C$_2^-$ Formation By Resonant Dissociative Electron Attachment to Acetylene

Experimental work on dissociative electron attachment (DEA) of acetylene shows a peak in the cross section at around $8.1\ eV$ corresponding to the formation of C$_2^-$ anions. It has been further predicted that these anion fragments result from the decay of a series of Feshbach resonant states with the configurations $^2(\pi_u, 3s^2 )$, $^2(\pi_u, 3s3p\sigma )$, $^2(\pi_u, 3s3p\pi )$ and $^2(\pi_u, 3p^2 )$ between 7 and 9.5 $eV$. In this work, we perform electron scattering calculations using the Complex Kohn Variational Method to determine the positions and autoionization widths of the Feshbach resonances. We iterate this process for relevant geometries of the molecule to construct the multidimentional complex potential energy surfaces.
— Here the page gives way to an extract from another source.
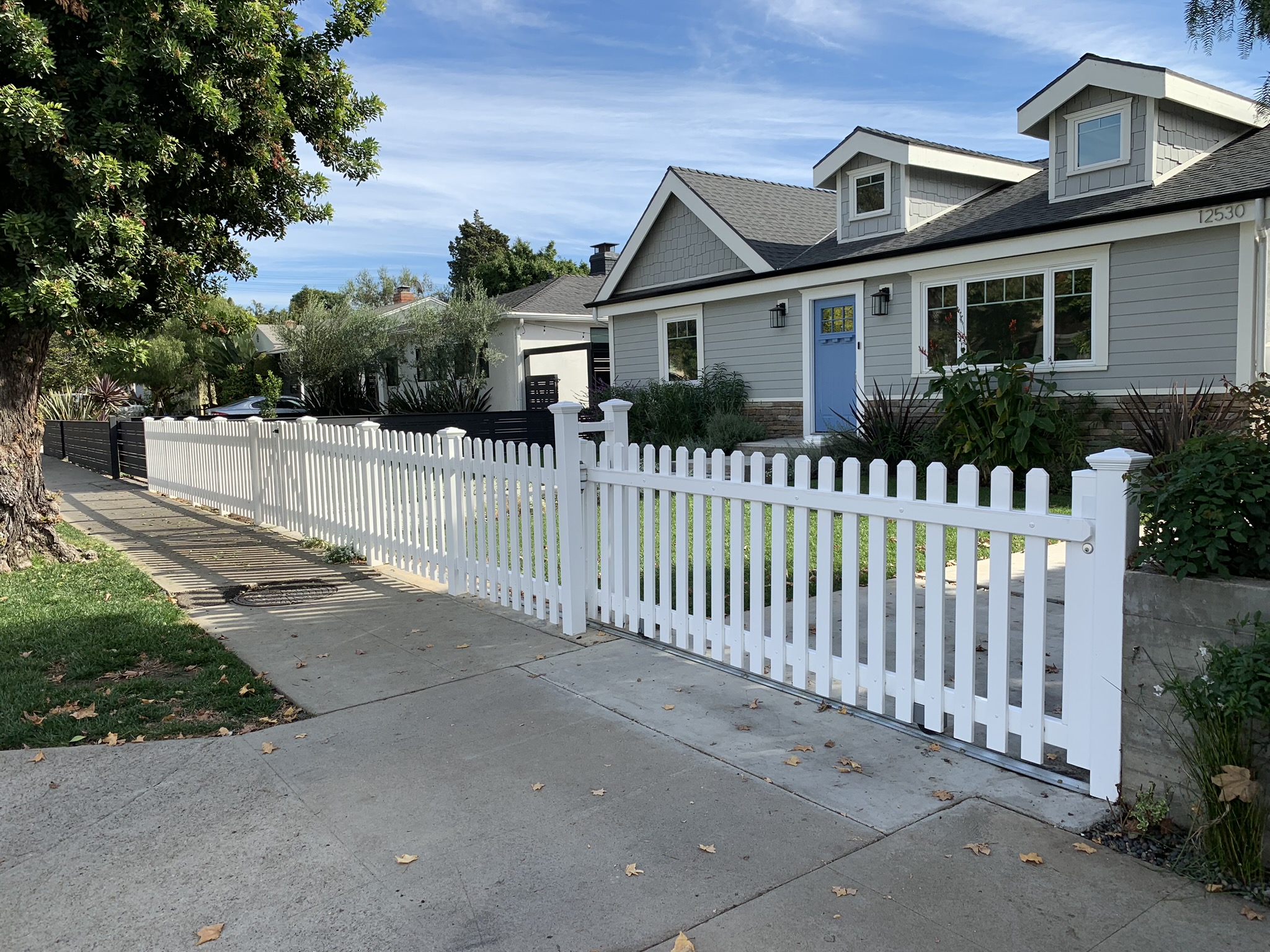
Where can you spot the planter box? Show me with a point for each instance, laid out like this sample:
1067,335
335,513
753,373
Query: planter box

In order to study the dissociation dynamics leading to the (C$_2^-$ + H + H) and (C$_2^-$ + H$_2$) rearrangements, we treat the system in 4D taking into account the stretching and bending of the two C-H bonds of C$_2$H$_2$ in an appropriate coordinate system. By computing the flux of the wavepacket into the decoupled asymptotic regions associated with these two rearrangements, we deduce the DEA cross section and compare it to available experimental results.